Fix comes on the heels of the patch for Java vulnerability.
After Oracle released a patch to fix a critical vulnerability in their Java software, Microsoft has come out with their own emergency update for users of Internet Explorer (versions 6, 7, and 8). While the two issues are not related, they are both serious, and affected users should update their software as soon as possible.
Here is what Micosoft had to say:
The majority of customers have automatic updates enabled and will not need to take any action because protections will be downloaded and installed automatically. For those manually updating, we strongly encourage you to apply this update as quickly as possible.
If you previously applied the Fix it offered through the advisory, you do not need to uninstall it before applying the security update released today. However, the Fix it is no longer needed after the security update is installed, so we are recommending that you uninstall it after you have applied the update to your system.

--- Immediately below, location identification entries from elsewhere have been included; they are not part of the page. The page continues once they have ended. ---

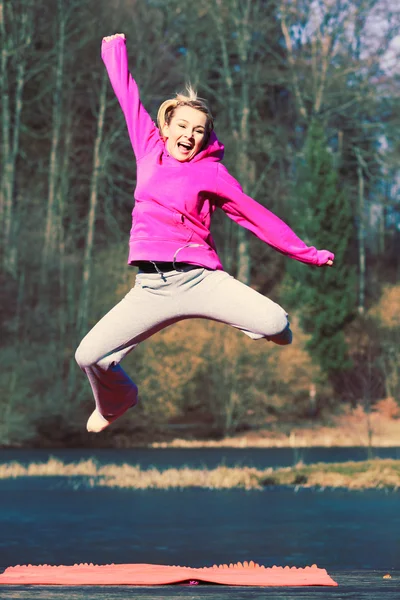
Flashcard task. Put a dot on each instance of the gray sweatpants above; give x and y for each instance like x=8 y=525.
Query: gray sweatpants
x=156 y=301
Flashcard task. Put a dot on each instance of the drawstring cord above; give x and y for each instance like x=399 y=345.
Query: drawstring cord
x=174 y=259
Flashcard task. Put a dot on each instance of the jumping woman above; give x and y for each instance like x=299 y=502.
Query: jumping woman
x=180 y=183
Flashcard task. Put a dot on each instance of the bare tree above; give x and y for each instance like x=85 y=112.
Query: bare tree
x=15 y=37
x=94 y=185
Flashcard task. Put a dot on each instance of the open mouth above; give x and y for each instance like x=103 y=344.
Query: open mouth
x=184 y=147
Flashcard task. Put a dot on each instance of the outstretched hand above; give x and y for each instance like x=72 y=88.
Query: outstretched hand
x=108 y=38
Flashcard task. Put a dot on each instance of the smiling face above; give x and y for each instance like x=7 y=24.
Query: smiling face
x=185 y=133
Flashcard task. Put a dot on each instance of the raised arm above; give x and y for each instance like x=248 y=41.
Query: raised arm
x=264 y=224
x=142 y=131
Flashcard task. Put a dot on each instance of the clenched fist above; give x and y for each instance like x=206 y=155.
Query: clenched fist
x=111 y=37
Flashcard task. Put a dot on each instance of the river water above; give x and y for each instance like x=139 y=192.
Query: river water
x=46 y=520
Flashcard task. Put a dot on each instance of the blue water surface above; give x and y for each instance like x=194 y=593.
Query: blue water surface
x=47 y=520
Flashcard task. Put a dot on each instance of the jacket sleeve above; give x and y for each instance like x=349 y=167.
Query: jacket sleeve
x=263 y=223
x=143 y=132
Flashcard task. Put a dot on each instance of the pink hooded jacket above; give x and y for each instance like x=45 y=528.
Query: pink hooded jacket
x=174 y=201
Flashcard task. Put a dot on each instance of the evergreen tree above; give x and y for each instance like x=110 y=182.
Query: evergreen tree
x=326 y=296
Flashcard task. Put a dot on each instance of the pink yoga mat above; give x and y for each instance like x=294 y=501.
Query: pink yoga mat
x=248 y=573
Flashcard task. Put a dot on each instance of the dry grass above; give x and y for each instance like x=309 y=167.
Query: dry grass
x=376 y=473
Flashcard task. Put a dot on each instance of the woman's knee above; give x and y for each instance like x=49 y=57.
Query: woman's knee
x=84 y=355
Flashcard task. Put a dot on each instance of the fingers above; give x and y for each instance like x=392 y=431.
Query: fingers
x=108 y=38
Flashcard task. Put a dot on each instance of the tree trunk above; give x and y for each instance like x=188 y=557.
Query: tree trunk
x=11 y=129
x=361 y=236
x=50 y=236
x=97 y=164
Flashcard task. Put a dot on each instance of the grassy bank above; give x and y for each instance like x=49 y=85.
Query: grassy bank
x=371 y=474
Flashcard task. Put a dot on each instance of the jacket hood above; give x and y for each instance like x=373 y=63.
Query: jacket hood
x=214 y=150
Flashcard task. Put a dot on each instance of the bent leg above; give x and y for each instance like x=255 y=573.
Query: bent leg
x=131 y=321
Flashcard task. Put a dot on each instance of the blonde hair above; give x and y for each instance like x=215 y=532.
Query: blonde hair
x=167 y=109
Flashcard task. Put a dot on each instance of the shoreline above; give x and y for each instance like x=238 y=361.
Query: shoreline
x=378 y=474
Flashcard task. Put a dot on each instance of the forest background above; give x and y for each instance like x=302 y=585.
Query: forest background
x=306 y=100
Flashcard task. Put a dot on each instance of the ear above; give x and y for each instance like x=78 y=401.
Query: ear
x=165 y=131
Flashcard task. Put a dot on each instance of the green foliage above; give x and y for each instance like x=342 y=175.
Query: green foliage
x=324 y=219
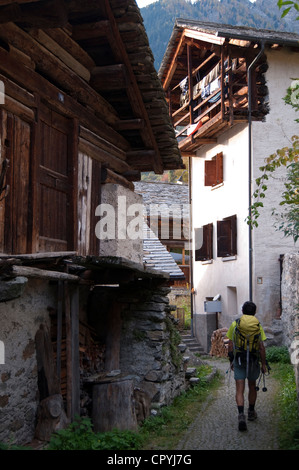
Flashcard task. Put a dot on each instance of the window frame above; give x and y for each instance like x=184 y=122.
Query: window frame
x=227 y=237
x=214 y=170
x=205 y=252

After learning of this vulnerability late last month, Microsoft offered a temporary ‘Fix it’ solution, saying that they had “seen only a limited number of attacks through an issue in Internet Explorer 6-8”, but apparently today beefed up the ‘Fix it’ solution to a more robust security update because “the potential exists that more customers could be affected”.
It is unclear at this point why this update was not included in last week’s Patch Tuesday, (Microsoft’s regularly scheduled, 2nd Tuesday of the month, update release). It could simply be that it was not ready, or it could be that exploitation of this vulnerability is suddenly getting more widespread.
Either way, if you are using Internet Explorer on Windows XP, and do not have automatic updates turned on, please grab the update from Microsoft and install it. If you have automatic updates turned on, your computer will grab it well…automatically.
Users of Internet Explorer versions 9 and 10, and thus Windows 7 and 8 users, are not affected. The newer versions of IE run only on the newer versions of Windows — strong evidence perhaps that Microsoft’s newer operating systems are more secure?
That sounds like another post entirely. In the meantime, if today has taught us anything, it is that the best thing you can do to protect your computer is to make sure you keep it updated.